Another 11 MAF will be utilised by the under-construction projects (2.9 MAF behind raised Mangla walls, 4.8 for Rainee, Katchi and Greater Thal canals, 1.0 MAF Gomal-zam dam, etc). Downstream Kotri release, as recommended by experts, is 8.6 MAF. This brings the grand total to 134 MAF. The group of seven did not allocate water for urban and industrial uses that Vision 2025 estimates at 5 MAF by 2025. Another deliberate omission was the estimation of systems losses necessarily accompanying large dams.
But averages can work only where water available in the years of plenty is all stored and then spent in the years of shortage. Even a child will understand the fallacy of working with averages when it is explained to him that 84 per cent water of the largest river, Indus, including the Kabul (average 82 MAF), flows down in only 90 days of the year, and the second largest river, the Chenab (33 MAF), has no site for storage in its flow path in Pakistan. The excess water of both rivers in the peak months of July – September will always flow out to sea.

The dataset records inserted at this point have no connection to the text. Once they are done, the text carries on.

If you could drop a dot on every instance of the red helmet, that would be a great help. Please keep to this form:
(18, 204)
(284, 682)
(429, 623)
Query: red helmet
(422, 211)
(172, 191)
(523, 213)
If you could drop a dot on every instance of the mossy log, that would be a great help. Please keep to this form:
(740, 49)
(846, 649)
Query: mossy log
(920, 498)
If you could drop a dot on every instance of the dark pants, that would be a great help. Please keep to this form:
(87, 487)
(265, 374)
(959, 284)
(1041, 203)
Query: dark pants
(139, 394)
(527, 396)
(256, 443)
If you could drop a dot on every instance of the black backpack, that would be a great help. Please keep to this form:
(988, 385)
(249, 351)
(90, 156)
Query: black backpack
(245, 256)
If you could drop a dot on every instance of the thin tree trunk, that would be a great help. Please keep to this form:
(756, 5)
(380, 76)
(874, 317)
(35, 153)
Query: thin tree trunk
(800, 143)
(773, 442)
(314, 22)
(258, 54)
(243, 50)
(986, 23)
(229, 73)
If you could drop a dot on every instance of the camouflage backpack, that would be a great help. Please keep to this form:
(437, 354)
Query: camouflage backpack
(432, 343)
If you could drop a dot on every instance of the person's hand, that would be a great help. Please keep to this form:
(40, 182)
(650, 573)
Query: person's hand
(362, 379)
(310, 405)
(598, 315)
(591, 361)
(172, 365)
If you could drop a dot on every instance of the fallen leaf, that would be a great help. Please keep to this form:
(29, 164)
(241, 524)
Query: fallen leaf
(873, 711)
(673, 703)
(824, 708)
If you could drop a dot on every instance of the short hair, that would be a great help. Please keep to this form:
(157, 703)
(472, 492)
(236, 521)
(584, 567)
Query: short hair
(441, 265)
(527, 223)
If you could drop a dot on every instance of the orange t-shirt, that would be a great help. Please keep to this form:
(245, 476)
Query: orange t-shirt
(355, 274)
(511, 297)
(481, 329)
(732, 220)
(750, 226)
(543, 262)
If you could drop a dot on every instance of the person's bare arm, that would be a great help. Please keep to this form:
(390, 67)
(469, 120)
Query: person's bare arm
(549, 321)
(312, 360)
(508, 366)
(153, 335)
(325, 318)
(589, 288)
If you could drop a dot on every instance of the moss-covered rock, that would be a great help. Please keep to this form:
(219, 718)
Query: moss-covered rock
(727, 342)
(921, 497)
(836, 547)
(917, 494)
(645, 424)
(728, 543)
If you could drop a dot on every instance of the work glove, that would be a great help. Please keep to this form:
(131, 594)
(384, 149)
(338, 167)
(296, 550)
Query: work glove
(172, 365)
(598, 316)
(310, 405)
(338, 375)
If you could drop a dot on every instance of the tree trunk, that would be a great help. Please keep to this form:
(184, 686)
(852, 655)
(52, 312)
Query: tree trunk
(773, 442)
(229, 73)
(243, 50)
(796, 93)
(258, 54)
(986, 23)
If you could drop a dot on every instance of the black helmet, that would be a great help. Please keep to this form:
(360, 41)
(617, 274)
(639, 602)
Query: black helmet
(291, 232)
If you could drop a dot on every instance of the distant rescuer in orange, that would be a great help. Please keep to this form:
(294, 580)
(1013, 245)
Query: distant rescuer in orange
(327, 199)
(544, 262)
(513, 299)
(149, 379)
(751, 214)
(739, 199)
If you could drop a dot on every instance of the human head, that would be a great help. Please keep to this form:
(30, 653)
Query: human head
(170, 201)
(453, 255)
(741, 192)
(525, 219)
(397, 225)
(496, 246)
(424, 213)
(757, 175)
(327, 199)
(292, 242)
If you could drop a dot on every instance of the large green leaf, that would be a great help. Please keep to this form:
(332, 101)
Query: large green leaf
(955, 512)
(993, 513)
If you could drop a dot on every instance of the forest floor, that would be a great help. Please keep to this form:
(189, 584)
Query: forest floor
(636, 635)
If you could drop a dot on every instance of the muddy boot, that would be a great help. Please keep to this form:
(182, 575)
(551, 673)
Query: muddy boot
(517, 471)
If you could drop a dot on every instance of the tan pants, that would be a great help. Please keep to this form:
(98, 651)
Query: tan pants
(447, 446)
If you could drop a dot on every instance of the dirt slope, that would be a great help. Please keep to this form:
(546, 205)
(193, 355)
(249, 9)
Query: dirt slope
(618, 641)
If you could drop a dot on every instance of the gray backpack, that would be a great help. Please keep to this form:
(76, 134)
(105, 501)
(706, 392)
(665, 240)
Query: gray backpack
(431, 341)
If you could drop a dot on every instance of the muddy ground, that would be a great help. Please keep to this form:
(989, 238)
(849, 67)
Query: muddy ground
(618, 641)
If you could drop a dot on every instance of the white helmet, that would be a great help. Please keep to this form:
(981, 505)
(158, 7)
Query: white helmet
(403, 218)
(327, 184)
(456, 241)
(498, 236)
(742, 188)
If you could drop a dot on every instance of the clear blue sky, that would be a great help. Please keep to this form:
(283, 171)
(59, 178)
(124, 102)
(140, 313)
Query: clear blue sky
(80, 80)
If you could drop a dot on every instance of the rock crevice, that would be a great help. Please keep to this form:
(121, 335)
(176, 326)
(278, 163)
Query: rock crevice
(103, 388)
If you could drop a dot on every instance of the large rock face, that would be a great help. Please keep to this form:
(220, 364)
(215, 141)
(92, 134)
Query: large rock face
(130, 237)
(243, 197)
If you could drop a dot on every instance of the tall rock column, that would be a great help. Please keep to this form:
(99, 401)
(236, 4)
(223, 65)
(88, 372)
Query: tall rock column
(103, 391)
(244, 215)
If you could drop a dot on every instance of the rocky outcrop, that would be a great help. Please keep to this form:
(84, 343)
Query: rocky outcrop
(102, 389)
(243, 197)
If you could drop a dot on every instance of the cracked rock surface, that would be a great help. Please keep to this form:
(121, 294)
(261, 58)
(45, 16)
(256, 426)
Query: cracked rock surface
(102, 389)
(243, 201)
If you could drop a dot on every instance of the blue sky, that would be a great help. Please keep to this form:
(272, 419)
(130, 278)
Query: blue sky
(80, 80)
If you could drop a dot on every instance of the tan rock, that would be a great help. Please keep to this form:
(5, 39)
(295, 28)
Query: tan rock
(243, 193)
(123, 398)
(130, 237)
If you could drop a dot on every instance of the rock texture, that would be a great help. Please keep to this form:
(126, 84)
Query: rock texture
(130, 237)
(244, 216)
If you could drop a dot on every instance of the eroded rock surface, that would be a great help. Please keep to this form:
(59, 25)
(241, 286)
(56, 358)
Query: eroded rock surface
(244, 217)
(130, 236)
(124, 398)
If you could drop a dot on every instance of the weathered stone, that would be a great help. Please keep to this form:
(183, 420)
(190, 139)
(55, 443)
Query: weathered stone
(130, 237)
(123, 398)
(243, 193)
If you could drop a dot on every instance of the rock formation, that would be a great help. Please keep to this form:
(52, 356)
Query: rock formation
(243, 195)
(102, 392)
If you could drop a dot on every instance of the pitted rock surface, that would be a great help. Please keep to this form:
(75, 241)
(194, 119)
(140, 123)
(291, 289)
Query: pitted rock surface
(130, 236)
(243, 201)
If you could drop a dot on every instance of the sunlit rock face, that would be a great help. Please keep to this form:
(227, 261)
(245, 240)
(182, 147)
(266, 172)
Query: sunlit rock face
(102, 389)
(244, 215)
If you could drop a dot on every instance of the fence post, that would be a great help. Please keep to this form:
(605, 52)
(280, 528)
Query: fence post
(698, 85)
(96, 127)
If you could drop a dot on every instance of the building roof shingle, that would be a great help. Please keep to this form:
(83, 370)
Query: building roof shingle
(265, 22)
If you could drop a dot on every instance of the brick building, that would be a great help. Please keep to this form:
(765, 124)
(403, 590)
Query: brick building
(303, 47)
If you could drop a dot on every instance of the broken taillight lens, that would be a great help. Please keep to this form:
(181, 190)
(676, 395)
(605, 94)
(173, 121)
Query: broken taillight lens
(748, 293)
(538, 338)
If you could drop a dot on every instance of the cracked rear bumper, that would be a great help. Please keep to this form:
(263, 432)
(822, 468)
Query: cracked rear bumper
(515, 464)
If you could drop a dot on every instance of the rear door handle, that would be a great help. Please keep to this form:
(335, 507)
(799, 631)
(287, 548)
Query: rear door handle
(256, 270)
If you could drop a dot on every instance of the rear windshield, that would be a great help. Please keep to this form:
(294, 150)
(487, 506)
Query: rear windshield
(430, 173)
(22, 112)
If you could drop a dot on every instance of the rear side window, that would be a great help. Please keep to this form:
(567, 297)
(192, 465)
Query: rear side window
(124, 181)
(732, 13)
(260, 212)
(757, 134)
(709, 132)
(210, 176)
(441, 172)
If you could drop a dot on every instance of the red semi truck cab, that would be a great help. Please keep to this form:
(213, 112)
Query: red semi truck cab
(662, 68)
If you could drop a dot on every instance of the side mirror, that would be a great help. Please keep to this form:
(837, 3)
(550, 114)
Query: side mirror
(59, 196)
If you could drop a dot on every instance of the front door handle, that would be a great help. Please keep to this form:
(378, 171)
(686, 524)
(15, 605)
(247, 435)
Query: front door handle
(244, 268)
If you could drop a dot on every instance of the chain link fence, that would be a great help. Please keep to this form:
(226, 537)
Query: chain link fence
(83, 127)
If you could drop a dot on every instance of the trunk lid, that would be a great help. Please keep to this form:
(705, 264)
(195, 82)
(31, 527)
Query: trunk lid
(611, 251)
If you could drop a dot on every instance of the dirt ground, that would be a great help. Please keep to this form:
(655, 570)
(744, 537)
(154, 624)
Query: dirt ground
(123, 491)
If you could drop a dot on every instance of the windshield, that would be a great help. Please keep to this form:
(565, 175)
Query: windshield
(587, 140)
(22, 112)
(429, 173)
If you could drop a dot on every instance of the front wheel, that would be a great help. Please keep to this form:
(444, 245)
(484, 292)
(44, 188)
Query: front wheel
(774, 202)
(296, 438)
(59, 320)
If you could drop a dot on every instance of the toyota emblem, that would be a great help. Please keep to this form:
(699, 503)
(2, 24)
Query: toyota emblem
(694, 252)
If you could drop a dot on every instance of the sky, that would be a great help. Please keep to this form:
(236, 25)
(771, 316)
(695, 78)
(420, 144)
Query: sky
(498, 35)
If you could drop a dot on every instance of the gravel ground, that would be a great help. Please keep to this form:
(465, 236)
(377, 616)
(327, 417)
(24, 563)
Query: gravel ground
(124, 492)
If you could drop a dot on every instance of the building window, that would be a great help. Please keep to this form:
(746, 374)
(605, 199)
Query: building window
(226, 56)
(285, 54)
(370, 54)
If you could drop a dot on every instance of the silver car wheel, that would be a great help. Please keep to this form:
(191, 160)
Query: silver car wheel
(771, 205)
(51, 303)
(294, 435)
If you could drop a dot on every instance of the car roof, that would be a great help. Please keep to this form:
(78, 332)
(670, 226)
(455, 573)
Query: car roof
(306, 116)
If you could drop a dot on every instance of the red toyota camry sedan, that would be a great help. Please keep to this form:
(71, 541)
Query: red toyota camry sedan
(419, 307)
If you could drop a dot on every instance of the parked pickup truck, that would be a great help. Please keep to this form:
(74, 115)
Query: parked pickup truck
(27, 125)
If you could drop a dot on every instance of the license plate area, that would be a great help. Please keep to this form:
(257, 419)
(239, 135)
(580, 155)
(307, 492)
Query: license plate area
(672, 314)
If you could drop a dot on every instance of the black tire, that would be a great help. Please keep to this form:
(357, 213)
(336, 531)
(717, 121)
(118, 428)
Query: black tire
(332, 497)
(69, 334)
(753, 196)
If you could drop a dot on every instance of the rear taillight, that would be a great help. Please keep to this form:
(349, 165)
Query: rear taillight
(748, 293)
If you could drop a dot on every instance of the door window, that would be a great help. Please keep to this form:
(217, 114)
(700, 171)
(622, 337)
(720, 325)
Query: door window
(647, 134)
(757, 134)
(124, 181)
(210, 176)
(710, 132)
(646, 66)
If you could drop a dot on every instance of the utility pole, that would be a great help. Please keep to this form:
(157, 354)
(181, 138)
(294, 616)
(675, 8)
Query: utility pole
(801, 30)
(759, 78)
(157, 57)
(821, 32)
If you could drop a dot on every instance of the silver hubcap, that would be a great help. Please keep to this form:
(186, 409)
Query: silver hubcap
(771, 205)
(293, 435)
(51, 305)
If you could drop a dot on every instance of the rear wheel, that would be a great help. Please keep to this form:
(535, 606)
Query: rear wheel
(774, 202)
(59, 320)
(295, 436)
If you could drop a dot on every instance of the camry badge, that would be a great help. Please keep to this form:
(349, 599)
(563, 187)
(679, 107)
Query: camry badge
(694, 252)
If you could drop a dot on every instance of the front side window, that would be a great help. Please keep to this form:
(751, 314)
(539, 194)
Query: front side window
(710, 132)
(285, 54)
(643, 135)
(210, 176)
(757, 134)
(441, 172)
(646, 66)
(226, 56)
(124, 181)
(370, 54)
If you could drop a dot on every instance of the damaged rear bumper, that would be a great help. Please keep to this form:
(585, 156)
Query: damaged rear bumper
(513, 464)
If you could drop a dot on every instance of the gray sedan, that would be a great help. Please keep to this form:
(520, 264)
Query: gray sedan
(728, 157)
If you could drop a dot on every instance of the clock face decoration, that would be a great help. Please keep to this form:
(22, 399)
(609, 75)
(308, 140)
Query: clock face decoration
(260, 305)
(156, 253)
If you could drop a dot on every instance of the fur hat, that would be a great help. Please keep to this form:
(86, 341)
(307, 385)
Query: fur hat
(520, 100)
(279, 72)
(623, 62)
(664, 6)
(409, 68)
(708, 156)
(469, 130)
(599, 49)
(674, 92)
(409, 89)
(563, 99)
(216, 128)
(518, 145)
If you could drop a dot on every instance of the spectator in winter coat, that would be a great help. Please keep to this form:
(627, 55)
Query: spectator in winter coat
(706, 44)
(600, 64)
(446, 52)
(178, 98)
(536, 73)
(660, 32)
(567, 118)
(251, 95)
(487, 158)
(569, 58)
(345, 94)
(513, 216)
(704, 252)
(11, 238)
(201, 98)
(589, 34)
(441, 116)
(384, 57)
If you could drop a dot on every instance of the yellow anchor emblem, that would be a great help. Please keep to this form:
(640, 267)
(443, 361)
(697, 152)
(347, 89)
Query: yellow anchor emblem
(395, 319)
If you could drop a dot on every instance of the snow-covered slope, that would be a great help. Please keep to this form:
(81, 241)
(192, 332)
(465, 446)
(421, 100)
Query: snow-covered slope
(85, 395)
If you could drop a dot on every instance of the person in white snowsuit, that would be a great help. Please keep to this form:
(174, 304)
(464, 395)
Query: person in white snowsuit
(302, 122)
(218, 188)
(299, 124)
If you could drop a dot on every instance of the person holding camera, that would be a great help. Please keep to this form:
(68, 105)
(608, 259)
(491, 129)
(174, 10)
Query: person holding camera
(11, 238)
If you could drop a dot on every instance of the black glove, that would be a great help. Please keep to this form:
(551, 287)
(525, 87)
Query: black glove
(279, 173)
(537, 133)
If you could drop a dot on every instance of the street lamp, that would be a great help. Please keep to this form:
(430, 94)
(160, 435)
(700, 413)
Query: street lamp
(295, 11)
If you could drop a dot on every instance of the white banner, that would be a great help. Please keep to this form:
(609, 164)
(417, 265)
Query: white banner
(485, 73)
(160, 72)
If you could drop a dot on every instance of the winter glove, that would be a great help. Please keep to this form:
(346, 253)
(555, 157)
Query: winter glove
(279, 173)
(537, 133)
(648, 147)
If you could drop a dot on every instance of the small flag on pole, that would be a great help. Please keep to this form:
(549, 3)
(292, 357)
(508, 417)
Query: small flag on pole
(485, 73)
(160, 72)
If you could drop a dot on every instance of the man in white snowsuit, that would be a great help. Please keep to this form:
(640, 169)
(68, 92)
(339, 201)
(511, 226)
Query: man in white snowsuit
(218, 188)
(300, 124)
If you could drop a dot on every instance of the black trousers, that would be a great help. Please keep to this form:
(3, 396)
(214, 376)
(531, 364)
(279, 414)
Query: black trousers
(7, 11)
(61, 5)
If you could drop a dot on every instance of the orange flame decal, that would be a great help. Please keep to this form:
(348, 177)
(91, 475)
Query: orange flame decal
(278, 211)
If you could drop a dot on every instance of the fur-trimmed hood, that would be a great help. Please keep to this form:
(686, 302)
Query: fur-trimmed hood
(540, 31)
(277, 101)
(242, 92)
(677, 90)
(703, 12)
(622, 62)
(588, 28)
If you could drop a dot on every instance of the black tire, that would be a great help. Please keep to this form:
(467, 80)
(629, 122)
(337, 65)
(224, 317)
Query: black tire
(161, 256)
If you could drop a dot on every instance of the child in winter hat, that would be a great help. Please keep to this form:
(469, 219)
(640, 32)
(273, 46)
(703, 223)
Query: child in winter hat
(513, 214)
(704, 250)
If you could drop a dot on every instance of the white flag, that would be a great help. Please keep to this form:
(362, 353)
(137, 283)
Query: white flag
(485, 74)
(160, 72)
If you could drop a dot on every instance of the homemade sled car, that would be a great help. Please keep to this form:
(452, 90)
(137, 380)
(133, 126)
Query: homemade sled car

Even management of such a system is difficult unless an intricate method is adopted to operate it as a single unit. And that brings us to the second point of the grave misgivings of the people of Sindh. One example will suffice.
The Jhelum and the Chenab are early rising rivers in which water starts flowing in April (the Indus in comparison starts rising in June). Mangla and Tarbela are emptied by t March 31 and early kharif sowing in Sindh starts in April (in Punjab it starts about two months later). April is, therefore, the most critical period for Sindh. The logic of integrated management demands that the early flowing waters of the Jhelum and the Chenab should be given to Sindh in April and Indus waters diverted to Punjab in June. But what has been happening? The chairman of TCWR reports that in 25 years of the post-Tarbela period (1976 – 2001), waters of the Jhelum have continuously been impounded in Mangla from April 1, when they are needed most by Sindh, and in 20 out of those 25 years in the month of July more than one MAF has been released, when all rivers of Pakistan are in high flood. Also not in a single year since its inception in 1967 has a drop of Mangla water been given to Sindh although all provinces of Pakistan paid its loan.
There are literally hundreds of such senseless actions that border on malevolence and downright anti-Sindhiism. Meanwhile anyone, howsoever exalted or big an expert who says that Sind has no cogent reason to oppose dams on the Indus or that he should be believed that dams will be beneficial for Sindh, is living in a fool’s paradise.